Hosting the Website: SquareSpace
Being that Anna wasn’t going to require my ongoing assistance, she benefitted best from a platform that allowed her maximum control, with the most straightforward UI. I talked her through various hosting options - WordPress, Wix, and SquareSpace being the most common, and we decided a simple SquareSpace layout would fit her needs adequately. So I put my design online for her using the Business account of the site, which translated well but not exactly as envisioned. We ended up moving the header links to below the main logo image, like in the reference photo of the Competitor Analysis and changing it’s image, but the design otherwise stayed intact. We then linked together her Instagram and social media, and added a little bit of flair between sections on the main page. All in all, I was very happy with how the design looks, despite it being on the more limiting platform. If you’d like to see the page for yourself, check it out with the link below.
SEOs
The next step was to set up the various SEO features of the website. Titling the pages, adding quick descriptions, and tagging the site throughout with optimized keywords to help visibility across search engines. Every photo in the website has an adequately named title/description, which will help search engines filter the page to related search queries in her area. Furthermore, I paid deep attention to the wording used throughout the text segments of the website, particularly within the first 50 words.
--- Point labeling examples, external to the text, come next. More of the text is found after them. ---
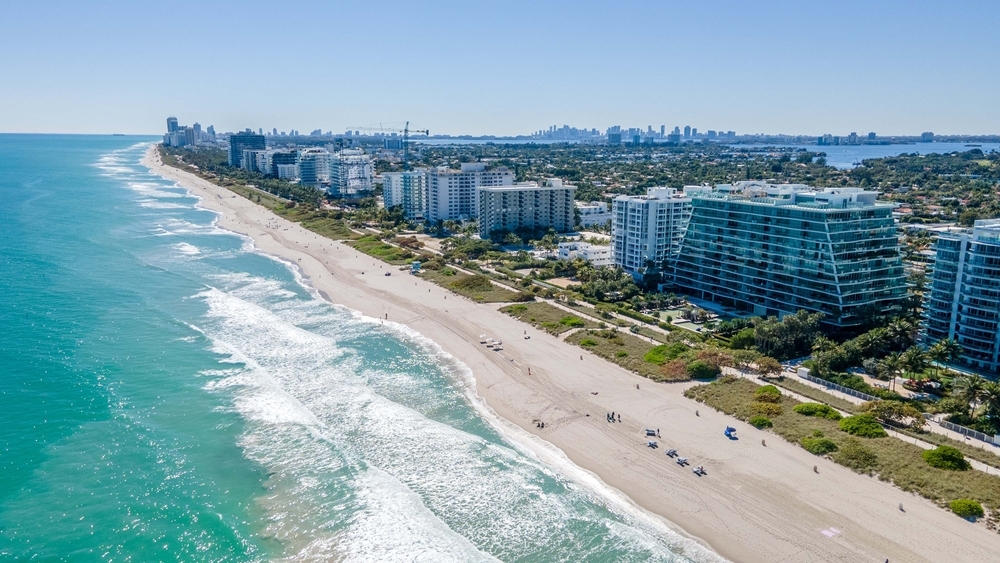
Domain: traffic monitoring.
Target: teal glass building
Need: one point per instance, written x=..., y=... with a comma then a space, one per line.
x=964, y=298
x=772, y=249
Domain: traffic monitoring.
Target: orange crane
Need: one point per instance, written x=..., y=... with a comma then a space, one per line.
x=406, y=138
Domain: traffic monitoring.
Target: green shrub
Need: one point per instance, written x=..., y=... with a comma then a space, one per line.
x=856, y=455
x=863, y=425
x=478, y=282
x=699, y=369
x=819, y=446
x=818, y=410
x=966, y=508
x=663, y=353
x=571, y=321
x=765, y=409
x=768, y=394
x=946, y=457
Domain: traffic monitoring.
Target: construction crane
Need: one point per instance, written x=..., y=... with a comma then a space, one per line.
x=406, y=138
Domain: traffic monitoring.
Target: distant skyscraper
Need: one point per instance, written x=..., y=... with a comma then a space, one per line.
x=238, y=142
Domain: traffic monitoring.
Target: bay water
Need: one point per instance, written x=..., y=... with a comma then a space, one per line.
x=168, y=393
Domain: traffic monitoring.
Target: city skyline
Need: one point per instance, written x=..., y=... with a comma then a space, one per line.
x=896, y=68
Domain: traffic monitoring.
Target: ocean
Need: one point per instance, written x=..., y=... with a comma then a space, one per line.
x=169, y=393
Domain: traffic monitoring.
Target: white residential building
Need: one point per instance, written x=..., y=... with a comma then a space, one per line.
x=451, y=194
x=407, y=190
x=314, y=167
x=526, y=206
x=288, y=171
x=593, y=213
x=647, y=231
x=256, y=161
x=351, y=173
x=597, y=254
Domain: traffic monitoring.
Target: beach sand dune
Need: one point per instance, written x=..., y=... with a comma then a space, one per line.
x=756, y=503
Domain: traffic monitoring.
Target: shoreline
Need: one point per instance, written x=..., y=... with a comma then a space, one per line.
x=756, y=503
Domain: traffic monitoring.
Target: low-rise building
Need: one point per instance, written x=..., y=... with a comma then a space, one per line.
x=526, y=206
x=597, y=254
x=593, y=213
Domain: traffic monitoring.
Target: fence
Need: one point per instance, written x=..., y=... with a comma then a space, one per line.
x=969, y=432
x=841, y=388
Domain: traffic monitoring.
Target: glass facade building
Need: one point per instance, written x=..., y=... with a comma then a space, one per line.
x=964, y=298
x=775, y=249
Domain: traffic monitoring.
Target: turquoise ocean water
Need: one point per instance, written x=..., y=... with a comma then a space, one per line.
x=169, y=394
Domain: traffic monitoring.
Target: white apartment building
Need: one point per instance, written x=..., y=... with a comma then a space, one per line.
x=288, y=171
x=407, y=190
x=314, y=167
x=526, y=205
x=593, y=213
x=256, y=161
x=647, y=231
x=597, y=254
x=451, y=194
x=351, y=173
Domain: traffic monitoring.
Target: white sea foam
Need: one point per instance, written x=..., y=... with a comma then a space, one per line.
x=187, y=249
x=492, y=494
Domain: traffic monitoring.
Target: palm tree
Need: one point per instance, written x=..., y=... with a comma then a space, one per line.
x=989, y=398
x=969, y=388
x=891, y=364
x=914, y=360
x=900, y=333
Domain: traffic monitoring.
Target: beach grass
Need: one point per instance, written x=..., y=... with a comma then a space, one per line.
x=621, y=348
x=987, y=456
x=889, y=459
x=469, y=286
x=547, y=317
x=376, y=248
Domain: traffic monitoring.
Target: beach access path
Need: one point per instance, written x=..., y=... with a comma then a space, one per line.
x=756, y=504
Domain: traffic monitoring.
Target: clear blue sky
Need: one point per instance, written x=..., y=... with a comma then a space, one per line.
x=505, y=67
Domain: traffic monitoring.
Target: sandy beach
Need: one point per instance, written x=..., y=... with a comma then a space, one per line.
x=756, y=504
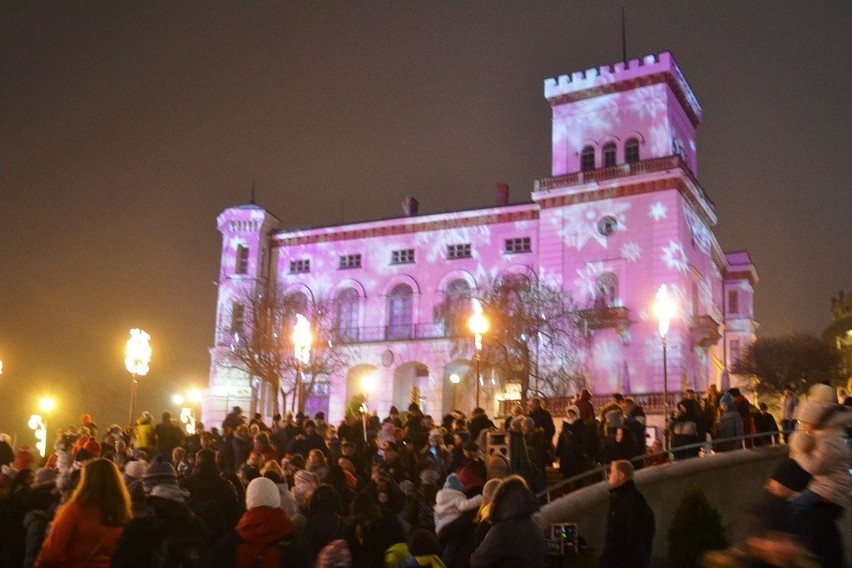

This will help promote visibility for related terms like “edible art” and “special events” on top of “cake”, “bakery” and “pastries”. For future iterations, we implemented a post-service survey that users can complete that will give Anna a CSAT score to gauge how the website is performing to their standards, so that in the future we can pinpoint pieces of the user experience that we can improve upon. This was a straightforward process that allowed Anna the maximum amount of viewership and opportunity to draw new eyes to her page, especially in her local area where she needed it the most.
Final Design and Takeaways
Overall, the design was a huge success. Anna and I worked together well to create a functional, beautiful, and delectable-looking webpage for her bakery, complete with a history main page, a sweets gallery to highlight her cakes and cupcakes, and a working order form that sends users to the email of her choosing for further contact. I’m ecstatic to put this page under my belt, and to use this as a launching off point for future freelance endeavors that come my way.